Le Pont

La liberté d’opinion est une farce si l’information sur les faits n’est pas garantie. – Hannah Arendt

Nouvelle organisation de la filière nucléaire : faire de la responsabilité un principe fondateur

La maîtrise de l’immense potentiel de l’énergie nucléaire constitue l’aboutissement d’un long processus de transfert de connaissances de la sphère scientifique vers le secteur industriel, susceptible d’être analysé comme un exemple emblématique de politiques publiques réussies. Fondée sur des découvertes scientifiques majeures réalisées au cours de la première moitié du XXᵉ siècle, son industrialisation prit son essor avec le dépôt de trois brevets en 1939 par l’équipe de Joliot-Curie, issue de la recherche publique. Ce développement fut ensuite soutenu de manière constante par la puissance publique, avant d’être partiellement compromis sous l’effet de contraintes européennes, appuyées par des gouvernements dépourvus de vision stratégique.

 

À la sortie de la Seconde Guerre mondiale, la recherche scientifique en France est reconnue comme excellente, mais l’appareil industriel ne suit pas. Pour remédier à ce déséquilibre, une organisation étatico-industrielle est mise en place, accompagnée d’un effort de formation visant à diffuser les compétences scientifiques vers le monde des ingénieurs. Cette démarche repose sur une conviction forte : tirer parti des progrès de la science pour moderniser l’industrie française. Le résultat permis à la France de développer un système électrique parmi les plus performants du monde, un modèle intégré, alliant vision industrielle, maîtrise publique, service de l’intérêt général et garantissant une électricité abondante, décarbonée et bon marché.
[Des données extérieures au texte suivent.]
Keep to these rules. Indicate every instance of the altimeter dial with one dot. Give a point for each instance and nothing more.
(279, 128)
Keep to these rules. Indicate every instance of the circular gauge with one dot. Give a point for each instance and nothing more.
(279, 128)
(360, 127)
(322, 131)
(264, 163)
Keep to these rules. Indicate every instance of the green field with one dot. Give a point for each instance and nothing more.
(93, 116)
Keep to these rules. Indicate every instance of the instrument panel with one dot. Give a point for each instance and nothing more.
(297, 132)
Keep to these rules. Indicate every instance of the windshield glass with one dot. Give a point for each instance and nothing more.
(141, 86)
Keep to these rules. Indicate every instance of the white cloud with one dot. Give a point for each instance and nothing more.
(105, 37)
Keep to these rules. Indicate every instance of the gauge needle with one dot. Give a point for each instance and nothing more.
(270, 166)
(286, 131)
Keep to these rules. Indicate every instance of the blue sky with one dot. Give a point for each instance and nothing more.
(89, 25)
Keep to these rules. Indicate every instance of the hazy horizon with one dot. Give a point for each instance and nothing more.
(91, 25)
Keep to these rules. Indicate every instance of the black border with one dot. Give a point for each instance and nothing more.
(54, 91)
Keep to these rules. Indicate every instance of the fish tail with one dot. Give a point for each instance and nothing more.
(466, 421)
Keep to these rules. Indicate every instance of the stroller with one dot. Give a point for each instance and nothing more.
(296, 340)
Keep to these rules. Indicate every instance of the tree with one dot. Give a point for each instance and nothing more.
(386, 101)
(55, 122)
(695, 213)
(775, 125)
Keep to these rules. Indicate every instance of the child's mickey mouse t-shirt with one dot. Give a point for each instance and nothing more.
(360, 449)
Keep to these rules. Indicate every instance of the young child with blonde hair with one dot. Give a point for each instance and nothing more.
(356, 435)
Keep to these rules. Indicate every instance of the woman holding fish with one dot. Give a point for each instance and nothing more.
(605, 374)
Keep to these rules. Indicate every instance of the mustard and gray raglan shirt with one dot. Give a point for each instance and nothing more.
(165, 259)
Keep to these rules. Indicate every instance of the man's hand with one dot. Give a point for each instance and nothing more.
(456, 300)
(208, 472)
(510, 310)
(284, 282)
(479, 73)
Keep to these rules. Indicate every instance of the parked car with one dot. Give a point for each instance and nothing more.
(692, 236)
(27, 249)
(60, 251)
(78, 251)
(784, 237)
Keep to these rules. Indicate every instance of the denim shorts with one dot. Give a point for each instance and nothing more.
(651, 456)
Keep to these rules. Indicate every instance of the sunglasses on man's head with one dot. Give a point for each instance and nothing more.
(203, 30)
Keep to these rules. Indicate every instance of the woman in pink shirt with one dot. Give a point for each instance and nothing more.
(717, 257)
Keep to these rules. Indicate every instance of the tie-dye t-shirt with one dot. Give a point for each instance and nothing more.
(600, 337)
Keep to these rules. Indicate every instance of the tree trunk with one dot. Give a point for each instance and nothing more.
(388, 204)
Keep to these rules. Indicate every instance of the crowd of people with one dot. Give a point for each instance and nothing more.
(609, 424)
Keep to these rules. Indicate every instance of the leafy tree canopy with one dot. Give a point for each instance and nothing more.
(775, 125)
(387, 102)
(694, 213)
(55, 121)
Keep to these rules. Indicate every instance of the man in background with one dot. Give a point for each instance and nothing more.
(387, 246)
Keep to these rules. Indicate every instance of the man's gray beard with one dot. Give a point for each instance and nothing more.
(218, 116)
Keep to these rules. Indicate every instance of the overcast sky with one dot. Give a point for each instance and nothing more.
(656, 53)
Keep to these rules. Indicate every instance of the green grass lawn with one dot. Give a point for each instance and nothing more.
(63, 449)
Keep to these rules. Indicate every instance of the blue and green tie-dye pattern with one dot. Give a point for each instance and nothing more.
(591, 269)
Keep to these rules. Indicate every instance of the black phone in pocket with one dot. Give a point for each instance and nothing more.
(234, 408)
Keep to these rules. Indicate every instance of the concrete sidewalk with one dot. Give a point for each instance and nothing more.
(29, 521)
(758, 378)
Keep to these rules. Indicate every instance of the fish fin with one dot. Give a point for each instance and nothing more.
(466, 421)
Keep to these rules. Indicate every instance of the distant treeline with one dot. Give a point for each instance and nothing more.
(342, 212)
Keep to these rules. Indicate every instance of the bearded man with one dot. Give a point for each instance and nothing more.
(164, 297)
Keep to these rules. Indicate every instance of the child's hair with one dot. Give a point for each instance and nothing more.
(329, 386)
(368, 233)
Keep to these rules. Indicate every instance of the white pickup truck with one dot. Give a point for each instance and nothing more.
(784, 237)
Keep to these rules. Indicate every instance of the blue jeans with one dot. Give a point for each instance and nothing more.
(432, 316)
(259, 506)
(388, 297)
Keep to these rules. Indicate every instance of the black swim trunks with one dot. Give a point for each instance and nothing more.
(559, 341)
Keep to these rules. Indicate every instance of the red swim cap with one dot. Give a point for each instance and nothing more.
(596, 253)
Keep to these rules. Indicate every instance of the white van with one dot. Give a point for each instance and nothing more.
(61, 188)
Dans ce contexte, le rôle de l’État s’est affirmé alors avec clarté : s’inscrire dans une vision de long terme. L’État devint ainsi un acteur central de l’investissement, du débat démocratique, de l’information et de la formation des citoyens, tout en assurant la mise en place des normes et des contrôles nécessaires. L’ensemble des ministères impliqués réunissait des personnels hautement qualifiés, bénéficiant d’une formation scientifique rigoureuse, dont les missions, clairement définies et étroitement coordonnées, reflétaient une compréhension fine des enjeux stratégiques liés à la maîtrise de l’énergie nucléaire, ainsi qu’une capacité affirmée à inscrire leur action dans une approche systémique.

Puis une nouvelle époque a vu le jour, où l’individualisme devint la norme et le principe de précaution tellement central, que l’industrie en fut ralentie au point de négliger son avenir. Sous l’impulsion de directives européennes et de partis politiques sans vergogne, le débat public se focalisa sur les risques engendrés par les activités humaines considérés comme inadmissibles. La traque du risque zéro et l’éradication de toute incertitude se sont érigées en cause militante, jetant l’opprobre sur le progrès scientifique. Les démocraties firent de la protection des populations un leitmotiv, en multipliant les structures de prospective, de prévention, de contrôle et de sécurité.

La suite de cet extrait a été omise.